Equilibrium at Fawsley Hall - review in full >>

The Independent, 28 March
John Walsh visits Trishna, London W1
Trishna is a clever name for an Anglo-Indian restaurant, since it skilfully conflates Krishna, the Hindu deity, and Trisha, the state-of-England, daytime-TV, chavs-in-a-pickle show. But when you first clap eyes on its graceful double-frontage, it's so far from the Indian stereotype, you wonder if you've come to the right place. The décor is minimal, like a chic Chelsea schoolroom: whitewashed walls, pale grey-green wooden slats like the backdrop of a Hammershoi painting, wood and marble flooring, chrome lamps, gleaming glassware. It's marvellously fresh and clean looking. Of flock wallpaper, pictures of Bollywood queen Aishwarya Rai and the whiff of fenugreek, there was no sight (or trace) at all.
Trishna - review in full >>

The Observer, 29 March
Jay Rayner visits Michael Caines at the Abode Hotel, Manchester

The last time I ate at a Michael Caines restaurant, at the Abode Hotel in Canterbury, the only thing I really didn't hate was my companion. Stephen was great. Everything else was that killer mix of slapdash - sauce stains on the menu, stale bread - and food that had been painted on to the plate in pretty patterns but which gave mediocre a bad name. Eating there left a nasty taste in the mouth and you can't say worse of a restaurant.

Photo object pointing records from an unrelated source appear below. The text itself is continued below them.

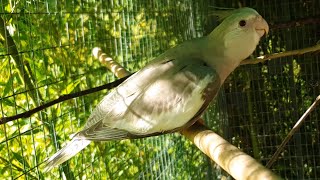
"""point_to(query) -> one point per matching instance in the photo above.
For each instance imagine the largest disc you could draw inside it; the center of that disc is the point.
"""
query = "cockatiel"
(174, 89)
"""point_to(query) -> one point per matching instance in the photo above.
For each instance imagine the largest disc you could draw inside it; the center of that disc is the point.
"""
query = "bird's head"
(240, 33)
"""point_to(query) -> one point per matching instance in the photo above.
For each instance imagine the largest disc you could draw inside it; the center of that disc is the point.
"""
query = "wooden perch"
(238, 164)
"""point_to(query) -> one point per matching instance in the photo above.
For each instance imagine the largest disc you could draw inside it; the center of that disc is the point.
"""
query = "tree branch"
(292, 132)
(215, 147)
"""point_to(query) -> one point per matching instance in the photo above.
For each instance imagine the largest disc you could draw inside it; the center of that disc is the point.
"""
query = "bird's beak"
(261, 26)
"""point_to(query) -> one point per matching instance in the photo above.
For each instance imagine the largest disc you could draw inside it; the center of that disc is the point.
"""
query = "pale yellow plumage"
(174, 89)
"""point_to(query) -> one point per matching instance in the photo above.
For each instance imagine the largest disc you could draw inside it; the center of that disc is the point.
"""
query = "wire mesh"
(45, 52)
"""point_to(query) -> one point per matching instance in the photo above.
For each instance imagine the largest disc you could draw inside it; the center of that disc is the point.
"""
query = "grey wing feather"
(128, 111)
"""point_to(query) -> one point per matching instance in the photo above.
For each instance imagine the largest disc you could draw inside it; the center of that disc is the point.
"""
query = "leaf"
(8, 87)
(20, 158)
(34, 131)
(71, 87)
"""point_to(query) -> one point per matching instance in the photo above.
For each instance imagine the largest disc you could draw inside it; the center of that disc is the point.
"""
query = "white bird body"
(172, 91)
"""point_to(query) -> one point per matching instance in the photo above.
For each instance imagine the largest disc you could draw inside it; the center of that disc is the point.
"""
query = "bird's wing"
(161, 98)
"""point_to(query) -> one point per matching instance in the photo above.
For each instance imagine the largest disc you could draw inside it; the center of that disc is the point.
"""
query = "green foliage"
(255, 109)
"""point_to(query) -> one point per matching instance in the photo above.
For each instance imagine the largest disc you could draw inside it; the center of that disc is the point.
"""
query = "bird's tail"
(71, 149)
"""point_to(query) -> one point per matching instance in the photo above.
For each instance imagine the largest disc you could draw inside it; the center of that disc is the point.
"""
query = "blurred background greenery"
(45, 52)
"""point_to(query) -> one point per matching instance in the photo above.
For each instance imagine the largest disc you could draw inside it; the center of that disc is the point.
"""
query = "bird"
(172, 91)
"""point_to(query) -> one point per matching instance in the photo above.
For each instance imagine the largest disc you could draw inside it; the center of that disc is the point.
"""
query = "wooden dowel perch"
(238, 164)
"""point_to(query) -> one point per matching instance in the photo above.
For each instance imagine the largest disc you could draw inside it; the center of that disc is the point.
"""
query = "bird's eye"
(242, 23)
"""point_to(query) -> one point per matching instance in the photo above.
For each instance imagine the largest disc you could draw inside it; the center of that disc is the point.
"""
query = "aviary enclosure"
(46, 53)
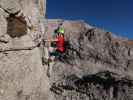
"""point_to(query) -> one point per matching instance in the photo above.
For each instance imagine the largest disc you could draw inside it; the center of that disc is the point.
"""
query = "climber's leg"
(51, 53)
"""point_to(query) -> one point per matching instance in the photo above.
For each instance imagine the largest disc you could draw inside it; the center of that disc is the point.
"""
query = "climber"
(57, 46)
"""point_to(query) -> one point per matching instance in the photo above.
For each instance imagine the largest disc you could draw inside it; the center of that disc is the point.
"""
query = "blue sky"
(112, 15)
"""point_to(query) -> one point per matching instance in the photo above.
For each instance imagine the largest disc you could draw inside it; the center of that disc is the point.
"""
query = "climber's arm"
(51, 40)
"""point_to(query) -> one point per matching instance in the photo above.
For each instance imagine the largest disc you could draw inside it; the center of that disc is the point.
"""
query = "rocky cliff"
(96, 64)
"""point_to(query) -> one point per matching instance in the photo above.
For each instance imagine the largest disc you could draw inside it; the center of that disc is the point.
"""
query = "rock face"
(96, 64)
(22, 75)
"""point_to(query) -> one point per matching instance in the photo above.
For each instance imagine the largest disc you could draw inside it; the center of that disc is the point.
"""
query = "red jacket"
(60, 43)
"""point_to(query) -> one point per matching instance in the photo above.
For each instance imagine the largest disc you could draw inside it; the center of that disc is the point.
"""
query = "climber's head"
(61, 31)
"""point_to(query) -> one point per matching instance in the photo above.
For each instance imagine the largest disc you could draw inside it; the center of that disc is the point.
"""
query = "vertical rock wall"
(22, 76)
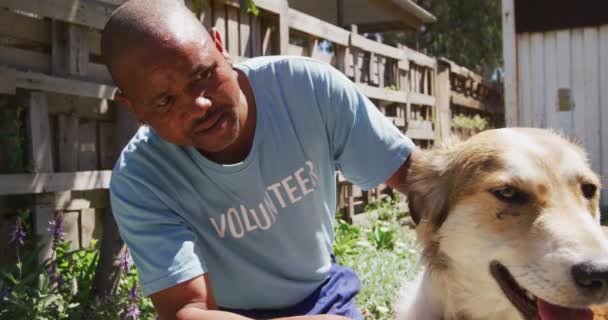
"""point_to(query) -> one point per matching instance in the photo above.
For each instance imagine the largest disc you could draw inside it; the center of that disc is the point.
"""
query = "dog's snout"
(591, 278)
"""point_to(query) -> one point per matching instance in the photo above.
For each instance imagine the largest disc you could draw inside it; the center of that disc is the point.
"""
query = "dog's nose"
(591, 278)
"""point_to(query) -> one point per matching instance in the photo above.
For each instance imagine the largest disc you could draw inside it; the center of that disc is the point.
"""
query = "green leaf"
(248, 6)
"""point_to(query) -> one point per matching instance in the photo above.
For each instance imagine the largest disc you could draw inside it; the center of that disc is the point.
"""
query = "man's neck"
(241, 147)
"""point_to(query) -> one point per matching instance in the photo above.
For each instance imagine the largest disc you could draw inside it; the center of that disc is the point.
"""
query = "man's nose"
(201, 105)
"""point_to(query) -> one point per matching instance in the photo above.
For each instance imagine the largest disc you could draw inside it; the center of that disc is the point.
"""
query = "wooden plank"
(283, 27)
(363, 43)
(94, 41)
(19, 26)
(340, 58)
(69, 49)
(39, 81)
(232, 35)
(39, 131)
(396, 95)
(88, 222)
(206, 17)
(71, 228)
(245, 35)
(256, 37)
(603, 67)
(420, 130)
(107, 145)
(578, 84)
(443, 125)
(525, 81)
(67, 136)
(373, 69)
(7, 81)
(25, 59)
(318, 28)
(43, 213)
(419, 58)
(268, 38)
(295, 50)
(78, 200)
(273, 6)
(86, 13)
(509, 44)
(550, 84)
(219, 19)
(537, 105)
(81, 107)
(53, 182)
(592, 108)
(564, 76)
(87, 146)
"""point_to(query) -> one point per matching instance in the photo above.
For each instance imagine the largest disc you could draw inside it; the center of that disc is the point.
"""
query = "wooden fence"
(61, 131)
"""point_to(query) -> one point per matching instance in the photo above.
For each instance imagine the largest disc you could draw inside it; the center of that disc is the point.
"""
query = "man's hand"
(398, 180)
(194, 300)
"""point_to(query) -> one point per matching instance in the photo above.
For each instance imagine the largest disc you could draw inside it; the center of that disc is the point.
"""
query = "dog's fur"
(462, 225)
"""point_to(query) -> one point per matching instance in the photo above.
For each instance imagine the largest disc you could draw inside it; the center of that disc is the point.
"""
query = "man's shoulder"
(282, 64)
(143, 147)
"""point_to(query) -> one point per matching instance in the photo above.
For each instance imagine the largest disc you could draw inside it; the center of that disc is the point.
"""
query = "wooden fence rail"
(70, 131)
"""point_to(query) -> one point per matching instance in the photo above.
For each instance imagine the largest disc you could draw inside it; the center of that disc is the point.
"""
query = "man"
(226, 196)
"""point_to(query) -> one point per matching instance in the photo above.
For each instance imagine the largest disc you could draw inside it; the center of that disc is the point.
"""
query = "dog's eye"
(589, 190)
(510, 195)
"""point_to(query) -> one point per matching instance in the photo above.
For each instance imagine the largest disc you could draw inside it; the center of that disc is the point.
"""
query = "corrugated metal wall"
(574, 62)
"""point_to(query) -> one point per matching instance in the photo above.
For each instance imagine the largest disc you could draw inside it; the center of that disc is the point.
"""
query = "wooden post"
(42, 161)
(283, 27)
(511, 93)
(444, 115)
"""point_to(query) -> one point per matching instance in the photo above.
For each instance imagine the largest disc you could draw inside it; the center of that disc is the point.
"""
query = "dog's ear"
(429, 185)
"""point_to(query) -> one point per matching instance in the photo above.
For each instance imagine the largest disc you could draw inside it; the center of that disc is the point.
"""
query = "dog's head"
(518, 211)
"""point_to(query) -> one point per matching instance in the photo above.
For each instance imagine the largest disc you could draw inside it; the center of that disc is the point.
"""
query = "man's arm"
(193, 300)
(398, 180)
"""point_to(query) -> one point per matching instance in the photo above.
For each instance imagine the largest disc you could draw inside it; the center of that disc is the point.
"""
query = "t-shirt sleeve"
(164, 250)
(366, 146)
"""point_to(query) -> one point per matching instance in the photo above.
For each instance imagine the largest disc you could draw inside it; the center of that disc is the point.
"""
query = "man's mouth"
(530, 306)
(209, 122)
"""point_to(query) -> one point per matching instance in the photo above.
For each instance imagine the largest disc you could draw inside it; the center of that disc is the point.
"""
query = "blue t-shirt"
(261, 228)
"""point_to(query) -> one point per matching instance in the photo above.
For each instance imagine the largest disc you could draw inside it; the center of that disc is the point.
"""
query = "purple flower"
(56, 231)
(4, 293)
(126, 261)
(134, 292)
(17, 234)
(132, 312)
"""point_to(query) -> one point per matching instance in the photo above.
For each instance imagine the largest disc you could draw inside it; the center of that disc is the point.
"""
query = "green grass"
(383, 254)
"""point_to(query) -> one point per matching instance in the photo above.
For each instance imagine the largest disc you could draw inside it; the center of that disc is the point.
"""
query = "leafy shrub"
(59, 288)
(477, 122)
(382, 254)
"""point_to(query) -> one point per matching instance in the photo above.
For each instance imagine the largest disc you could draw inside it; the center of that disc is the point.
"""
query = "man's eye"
(165, 102)
(204, 74)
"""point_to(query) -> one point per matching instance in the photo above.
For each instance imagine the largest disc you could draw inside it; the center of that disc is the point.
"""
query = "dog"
(508, 224)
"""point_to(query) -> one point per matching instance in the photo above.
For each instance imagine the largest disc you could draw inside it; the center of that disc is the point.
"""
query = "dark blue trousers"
(335, 296)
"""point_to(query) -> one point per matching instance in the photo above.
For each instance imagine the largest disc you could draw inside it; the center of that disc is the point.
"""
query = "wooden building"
(63, 132)
(556, 66)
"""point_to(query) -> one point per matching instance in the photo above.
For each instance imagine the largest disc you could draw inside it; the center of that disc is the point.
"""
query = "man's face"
(186, 90)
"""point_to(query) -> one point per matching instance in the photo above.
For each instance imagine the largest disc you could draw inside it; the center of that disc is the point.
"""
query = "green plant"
(477, 122)
(59, 288)
(15, 139)
(383, 255)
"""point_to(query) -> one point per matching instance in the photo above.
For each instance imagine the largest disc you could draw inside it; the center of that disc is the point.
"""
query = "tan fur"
(462, 225)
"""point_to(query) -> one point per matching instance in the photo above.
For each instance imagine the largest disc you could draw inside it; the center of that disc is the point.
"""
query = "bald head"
(145, 25)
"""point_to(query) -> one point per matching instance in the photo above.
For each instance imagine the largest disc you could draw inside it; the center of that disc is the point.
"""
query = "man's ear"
(120, 98)
(429, 185)
(219, 43)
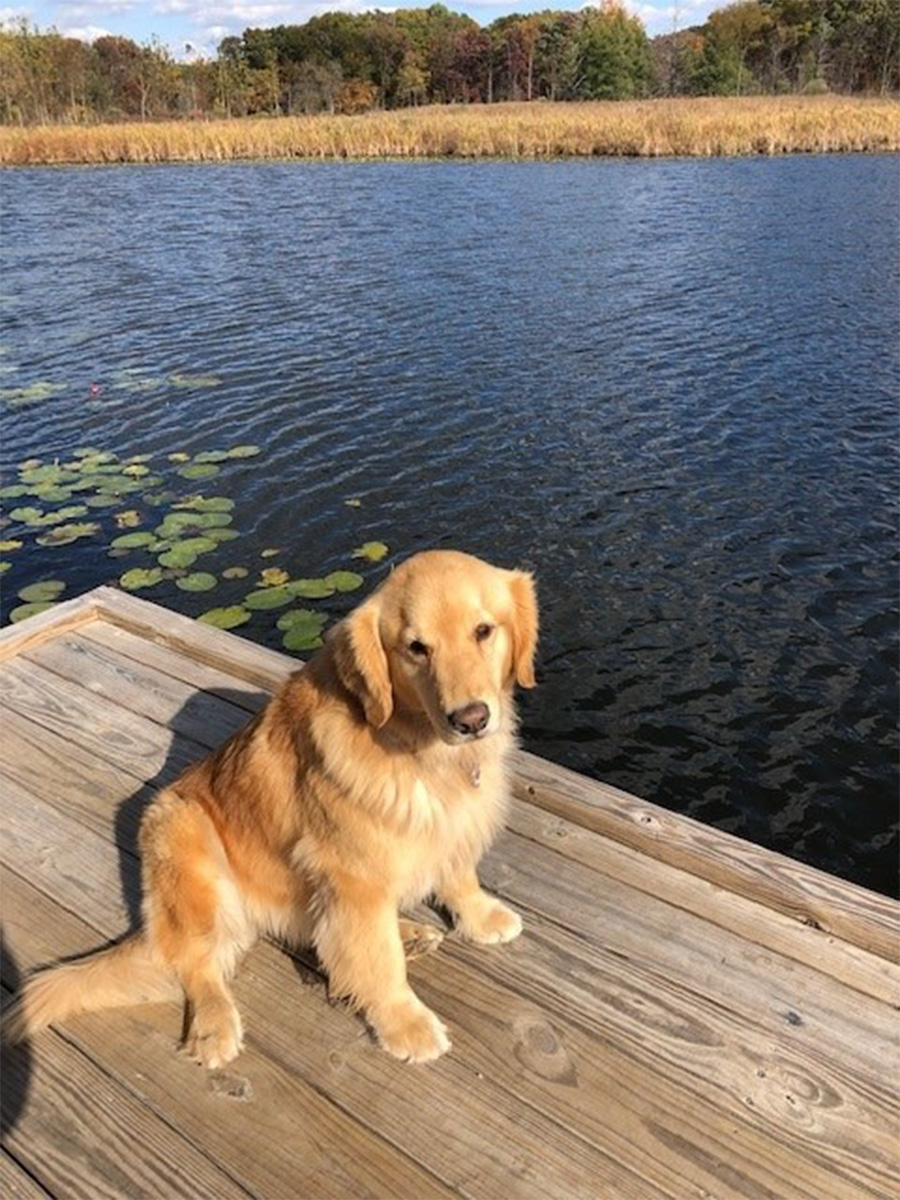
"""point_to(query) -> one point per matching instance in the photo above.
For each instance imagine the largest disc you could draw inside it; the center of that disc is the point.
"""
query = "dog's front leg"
(358, 941)
(478, 916)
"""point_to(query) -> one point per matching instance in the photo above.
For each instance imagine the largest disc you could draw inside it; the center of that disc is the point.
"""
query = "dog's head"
(447, 636)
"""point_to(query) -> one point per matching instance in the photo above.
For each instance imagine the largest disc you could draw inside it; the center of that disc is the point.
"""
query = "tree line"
(341, 63)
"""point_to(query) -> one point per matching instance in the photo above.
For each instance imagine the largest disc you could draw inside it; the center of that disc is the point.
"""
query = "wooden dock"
(687, 1015)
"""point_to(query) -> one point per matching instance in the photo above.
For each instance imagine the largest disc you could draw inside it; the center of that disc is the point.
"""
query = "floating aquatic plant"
(269, 598)
(311, 589)
(139, 577)
(65, 534)
(273, 576)
(226, 618)
(29, 610)
(198, 581)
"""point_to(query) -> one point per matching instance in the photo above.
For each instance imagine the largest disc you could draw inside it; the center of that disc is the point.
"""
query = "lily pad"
(159, 499)
(269, 598)
(345, 581)
(198, 471)
(198, 581)
(274, 576)
(177, 558)
(141, 577)
(311, 589)
(372, 551)
(226, 618)
(301, 617)
(43, 592)
(29, 610)
(52, 495)
(133, 540)
(64, 534)
(190, 381)
(303, 635)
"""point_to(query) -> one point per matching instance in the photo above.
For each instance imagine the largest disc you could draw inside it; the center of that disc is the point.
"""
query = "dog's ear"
(361, 663)
(525, 627)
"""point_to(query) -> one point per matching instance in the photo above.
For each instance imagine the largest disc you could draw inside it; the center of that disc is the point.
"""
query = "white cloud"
(84, 33)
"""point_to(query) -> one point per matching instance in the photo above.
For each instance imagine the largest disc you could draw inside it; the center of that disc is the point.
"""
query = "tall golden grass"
(641, 129)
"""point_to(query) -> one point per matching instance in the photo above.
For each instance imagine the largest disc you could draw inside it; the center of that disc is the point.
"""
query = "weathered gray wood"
(215, 647)
(694, 1054)
(189, 670)
(749, 919)
(823, 901)
(82, 1134)
(271, 1132)
(16, 1183)
(444, 1116)
(67, 615)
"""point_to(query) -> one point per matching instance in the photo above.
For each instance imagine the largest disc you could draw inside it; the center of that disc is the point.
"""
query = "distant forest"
(340, 63)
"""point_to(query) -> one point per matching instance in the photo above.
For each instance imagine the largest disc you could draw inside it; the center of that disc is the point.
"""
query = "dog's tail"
(112, 978)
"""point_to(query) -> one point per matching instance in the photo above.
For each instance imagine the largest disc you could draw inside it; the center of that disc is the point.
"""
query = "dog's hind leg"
(195, 921)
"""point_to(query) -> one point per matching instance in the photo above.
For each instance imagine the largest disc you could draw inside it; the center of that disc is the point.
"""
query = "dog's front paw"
(490, 922)
(215, 1037)
(412, 1032)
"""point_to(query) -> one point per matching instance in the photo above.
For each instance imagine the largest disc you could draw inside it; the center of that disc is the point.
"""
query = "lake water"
(670, 388)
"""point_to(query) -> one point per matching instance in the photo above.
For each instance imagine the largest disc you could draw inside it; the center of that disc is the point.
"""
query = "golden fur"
(365, 785)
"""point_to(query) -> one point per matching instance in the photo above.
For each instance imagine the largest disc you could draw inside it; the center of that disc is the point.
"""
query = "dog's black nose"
(471, 718)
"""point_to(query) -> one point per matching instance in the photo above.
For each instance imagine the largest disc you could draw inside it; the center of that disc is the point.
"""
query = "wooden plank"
(729, 910)
(636, 927)
(82, 1134)
(510, 1149)
(810, 897)
(189, 670)
(215, 647)
(47, 624)
(813, 898)
(16, 1183)
(654, 1122)
(705, 1048)
(139, 688)
(274, 1134)
(99, 725)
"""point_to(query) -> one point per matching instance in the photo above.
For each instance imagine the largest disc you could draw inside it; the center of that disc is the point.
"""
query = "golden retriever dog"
(375, 778)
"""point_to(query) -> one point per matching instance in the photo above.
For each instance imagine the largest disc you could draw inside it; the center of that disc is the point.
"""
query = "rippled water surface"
(671, 388)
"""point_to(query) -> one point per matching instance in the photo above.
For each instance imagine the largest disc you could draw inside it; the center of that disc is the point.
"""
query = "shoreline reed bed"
(696, 126)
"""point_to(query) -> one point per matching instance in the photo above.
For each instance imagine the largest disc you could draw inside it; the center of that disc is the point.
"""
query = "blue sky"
(202, 24)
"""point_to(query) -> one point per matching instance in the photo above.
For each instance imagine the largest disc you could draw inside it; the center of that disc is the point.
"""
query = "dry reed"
(642, 129)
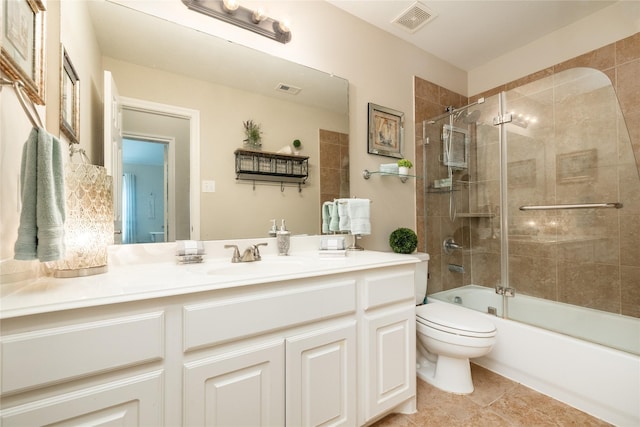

At the time I ventured in, it was the nadir of the big-name-chef roll-out; so Caines, who holds two stars at Gidleigh Park in Devon, had apparently concluded his name and reputation would do for his business plan what the rabble of lousy staff he had employed could not. Enough with the bum notes. There is another way - as I have just had proved to me by another Michael Caines restaurant, this time at the Abode Hotel in Manchester. Right now, at lunchtime, it is offering what must be one of the best bargains in the world of serious cooking available in Britain today.